The Language of Ritual

Now that I am no longer at Zen Center, I start to miss some of the ceremonies I have participated in over the years. I think it is natural for human beings to crave and respond to rituals marking particular stages of life – and death – and there was always something comforting for me about being immersed in so many different ritual events.

If you are reading the blog regularly, you may have noticed that I have been starting the week with a story from Transmitting the Light, and, without wishing to suggest that there are no more good stories to use from the book, I thought of beginning a different Monday series, with phrases from various ceremonies, some of which pop up in my head on occasion.

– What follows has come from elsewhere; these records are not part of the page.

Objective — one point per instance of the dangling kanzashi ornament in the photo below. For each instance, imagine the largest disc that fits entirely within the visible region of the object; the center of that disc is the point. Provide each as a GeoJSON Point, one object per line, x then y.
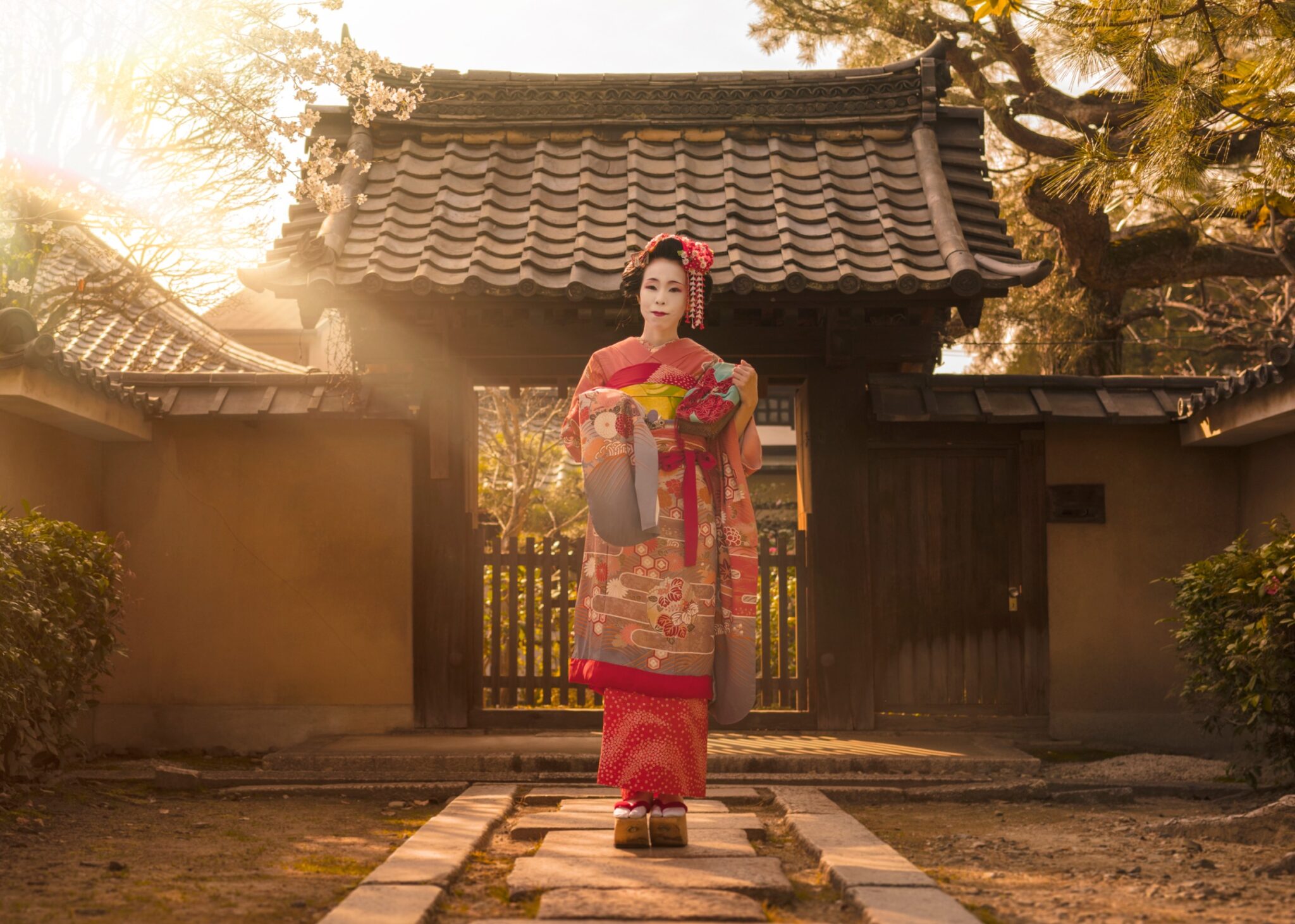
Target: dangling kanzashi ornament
{"type": "Point", "coordinates": [698, 259]}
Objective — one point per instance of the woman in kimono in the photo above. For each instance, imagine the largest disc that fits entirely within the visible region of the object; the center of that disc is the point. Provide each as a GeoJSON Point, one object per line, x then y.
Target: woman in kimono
{"type": "Point", "coordinates": [665, 619]}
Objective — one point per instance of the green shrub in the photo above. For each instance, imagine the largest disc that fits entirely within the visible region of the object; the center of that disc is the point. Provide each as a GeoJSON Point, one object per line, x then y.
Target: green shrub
{"type": "Point", "coordinates": [60, 611]}
{"type": "Point", "coordinates": [1236, 631]}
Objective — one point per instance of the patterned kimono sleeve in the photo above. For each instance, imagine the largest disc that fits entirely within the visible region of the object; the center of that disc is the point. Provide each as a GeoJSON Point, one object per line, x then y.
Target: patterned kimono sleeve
{"type": "Point", "coordinates": [591, 378]}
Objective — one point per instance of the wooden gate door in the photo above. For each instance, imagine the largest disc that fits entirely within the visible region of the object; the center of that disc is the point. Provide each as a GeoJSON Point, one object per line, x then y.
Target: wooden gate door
{"type": "Point", "coordinates": [957, 605]}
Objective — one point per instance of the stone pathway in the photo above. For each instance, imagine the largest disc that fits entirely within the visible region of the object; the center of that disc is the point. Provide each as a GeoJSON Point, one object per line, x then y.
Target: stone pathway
{"type": "Point", "coordinates": [578, 875]}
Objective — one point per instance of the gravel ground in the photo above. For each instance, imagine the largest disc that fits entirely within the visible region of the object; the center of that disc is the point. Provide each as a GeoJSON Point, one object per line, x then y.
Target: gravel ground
{"type": "Point", "coordinates": [1144, 769]}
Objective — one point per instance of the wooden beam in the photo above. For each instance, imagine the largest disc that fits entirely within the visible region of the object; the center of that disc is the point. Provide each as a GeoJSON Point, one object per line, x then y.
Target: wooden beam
{"type": "Point", "coordinates": [837, 536]}
{"type": "Point", "coordinates": [443, 552]}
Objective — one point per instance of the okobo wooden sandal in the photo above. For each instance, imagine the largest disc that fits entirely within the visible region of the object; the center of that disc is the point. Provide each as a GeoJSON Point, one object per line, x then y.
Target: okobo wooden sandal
{"type": "Point", "coordinates": [631, 829]}
{"type": "Point", "coordinates": [668, 830]}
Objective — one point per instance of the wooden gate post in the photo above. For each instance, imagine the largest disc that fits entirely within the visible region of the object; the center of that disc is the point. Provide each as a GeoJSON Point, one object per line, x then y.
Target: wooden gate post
{"type": "Point", "coordinates": [443, 499]}
{"type": "Point", "coordinates": [837, 536]}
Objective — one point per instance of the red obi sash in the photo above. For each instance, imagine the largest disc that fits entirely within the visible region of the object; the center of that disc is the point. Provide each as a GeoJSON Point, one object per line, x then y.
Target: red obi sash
{"type": "Point", "coordinates": [639, 373]}
{"type": "Point", "coordinates": [635, 374]}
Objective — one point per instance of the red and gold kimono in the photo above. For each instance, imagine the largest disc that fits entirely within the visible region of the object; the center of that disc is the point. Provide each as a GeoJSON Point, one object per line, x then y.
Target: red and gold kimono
{"type": "Point", "coordinates": [665, 629]}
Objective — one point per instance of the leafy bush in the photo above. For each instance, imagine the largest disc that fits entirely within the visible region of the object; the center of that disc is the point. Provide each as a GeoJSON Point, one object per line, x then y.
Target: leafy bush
{"type": "Point", "coordinates": [1236, 616]}
{"type": "Point", "coordinates": [60, 607]}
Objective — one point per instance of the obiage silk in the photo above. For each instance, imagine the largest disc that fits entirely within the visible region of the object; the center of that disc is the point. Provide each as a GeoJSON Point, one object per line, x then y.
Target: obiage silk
{"type": "Point", "coordinates": [672, 615]}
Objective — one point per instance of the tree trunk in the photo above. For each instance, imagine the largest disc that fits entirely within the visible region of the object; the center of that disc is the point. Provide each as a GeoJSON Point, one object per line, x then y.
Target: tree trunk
{"type": "Point", "coordinates": [1103, 354]}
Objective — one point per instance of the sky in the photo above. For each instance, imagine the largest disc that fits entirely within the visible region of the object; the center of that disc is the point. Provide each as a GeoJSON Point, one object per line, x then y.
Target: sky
{"type": "Point", "coordinates": [572, 37]}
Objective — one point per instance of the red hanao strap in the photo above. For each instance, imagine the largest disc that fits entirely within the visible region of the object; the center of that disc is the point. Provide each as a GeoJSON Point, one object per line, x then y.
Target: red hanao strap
{"type": "Point", "coordinates": [689, 458]}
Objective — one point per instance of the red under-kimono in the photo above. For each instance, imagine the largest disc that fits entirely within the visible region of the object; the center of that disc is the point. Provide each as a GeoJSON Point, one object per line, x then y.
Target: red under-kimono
{"type": "Point", "coordinates": [667, 626]}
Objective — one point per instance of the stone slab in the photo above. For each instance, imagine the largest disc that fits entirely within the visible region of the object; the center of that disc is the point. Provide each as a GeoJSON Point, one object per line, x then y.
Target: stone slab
{"type": "Point", "coordinates": [683, 905]}
{"type": "Point", "coordinates": [535, 825]}
{"type": "Point", "coordinates": [438, 849]}
{"type": "Point", "coordinates": [386, 905]}
{"type": "Point", "coordinates": [864, 795]}
{"type": "Point", "coordinates": [436, 791]}
{"type": "Point", "coordinates": [1101, 796]}
{"type": "Point", "coordinates": [757, 877]}
{"type": "Point", "coordinates": [595, 846]}
{"type": "Point", "coordinates": [530, 755]}
{"type": "Point", "coordinates": [882, 905]}
{"type": "Point", "coordinates": [553, 795]}
{"type": "Point", "coordinates": [979, 793]}
{"type": "Point", "coordinates": [803, 800]}
{"type": "Point", "coordinates": [694, 805]}
{"type": "Point", "coordinates": [854, 856]}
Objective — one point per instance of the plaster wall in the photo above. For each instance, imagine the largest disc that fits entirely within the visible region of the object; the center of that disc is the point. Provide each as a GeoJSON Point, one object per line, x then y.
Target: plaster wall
{"type": "Point", "coordinates": [1114, 671]}
{"type": "Point", "coordinates": [1268, 484]}
{"type": "Point", "coordinates": [271, 590]}
{"type": "Point", "coordinates": [59, 471]}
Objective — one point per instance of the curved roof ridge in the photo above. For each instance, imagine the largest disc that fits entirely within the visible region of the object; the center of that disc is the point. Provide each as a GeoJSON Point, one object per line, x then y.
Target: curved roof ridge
{"type": "Point", "coordinates": [156, 303]}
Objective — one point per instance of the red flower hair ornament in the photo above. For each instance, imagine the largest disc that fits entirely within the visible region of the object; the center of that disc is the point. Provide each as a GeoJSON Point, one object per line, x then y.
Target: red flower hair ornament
{"type": "Point", "coordinates": [698, 259]}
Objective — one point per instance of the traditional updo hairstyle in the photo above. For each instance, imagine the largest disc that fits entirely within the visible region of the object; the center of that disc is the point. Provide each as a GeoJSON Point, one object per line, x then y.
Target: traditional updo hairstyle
{"type": "Point", "coordinates": [632, 277]}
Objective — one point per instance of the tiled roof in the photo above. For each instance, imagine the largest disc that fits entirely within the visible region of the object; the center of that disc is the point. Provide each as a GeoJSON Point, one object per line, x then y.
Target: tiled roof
{"type": "Point", "coordinates": [1029, 399]}
{"type": "Point", "coordinates": [267, 395]}
{"type": "Point", "coordinates": [148, 331]}
{"type": "Point", "coordinates": [1277, 369]}
{"type": "Point", "coordinates": [842, 180]}
{"type": "Point", "coordinates": [21, 344]}
{"type": "Point", "coordinates": [249, 311]}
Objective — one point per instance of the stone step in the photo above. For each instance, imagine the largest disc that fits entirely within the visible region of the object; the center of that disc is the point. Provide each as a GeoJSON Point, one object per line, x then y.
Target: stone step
{"type": "Point", "coordinates": [711, 843]}
{"type": "Point", "coordinates": [553, 795]}
{"type": "Point", "coordinates": [920, 905]}
{"type": "Point", "coordinates": [634, 905]}
{"type": "Point", "coordinates": [535, 825]}
{"type": "Point", "coordinates": [694, 805]}
{"type": "Point", "coordinates": [756, 877]}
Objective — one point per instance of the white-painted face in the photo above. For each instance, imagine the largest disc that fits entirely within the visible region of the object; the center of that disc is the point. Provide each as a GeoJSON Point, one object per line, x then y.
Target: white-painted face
{"type": "Point", "coordinates": [663, 295]}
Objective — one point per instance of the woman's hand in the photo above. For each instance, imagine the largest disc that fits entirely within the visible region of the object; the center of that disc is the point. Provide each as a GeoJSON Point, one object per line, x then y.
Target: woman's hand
{"type": "Point", "coordinates": [746, 381]}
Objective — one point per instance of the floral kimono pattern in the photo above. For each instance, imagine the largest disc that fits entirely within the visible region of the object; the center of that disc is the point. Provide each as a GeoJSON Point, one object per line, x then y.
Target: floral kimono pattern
{"type": "Point", "coordinates": [672, 614]}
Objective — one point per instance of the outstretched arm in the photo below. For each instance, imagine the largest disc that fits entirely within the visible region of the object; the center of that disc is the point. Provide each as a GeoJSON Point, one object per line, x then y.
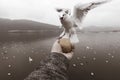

People often ask me about having my head shaved, the main question being whether it a requirement for a priest. I had a buzz cut for several years before I started practising, but shaving it completely is a different thing altogether. Mine has been shaved for almost seven years now, and I expect to keep it that way, though I wouldn’t make any promises around that. When people ask why it is done, I think of a line from the shukke tokudo (home-leaving ordination):

Cutting off the hair is cutting the root of clinging.
As soon as the root of clinging is cut, your original body appears.

There is another verse that stuck with me when I was first ordained, the one we were asked to contemplate while an older dharma brother shaved our heads – all except the patch that was left for the ceremonial shaving – the evening before the ordination. It was the ‘all’ in the second line that underlined the deep purpose of our practice as priests:

Shaving off the hair,
Dedicated to all beings,
Dropping off all worldly desires,
Completely entering Nirvana.

2 thoughts on “The Language of Ritual

  1. I survived growing up with six-brothers and I always admired their ritual of going to the barber and getting their hair cut close buzz cut. I, on the other hand, had to endure and was totally traumatized by the hot-comb; straightening of my naturally tight curly hair. My first step toward a sense of freedom was to cut all my hair off. I love the exposure! I love how you can actually see more of the essence of an individual when the hair is not there. So, when the head is already shaved, how would the ceremony differ? And, Is it possible to ‘Drop off all worldly desires’? I learn much from your Zen; play it as it happen for you and I’ll listen to your rhythm.


  2. Different moments bring different instructions about dropping off desires. Mostly we need to keep checking in what our relationship is to them, and letting them go is a good starting point to having them around.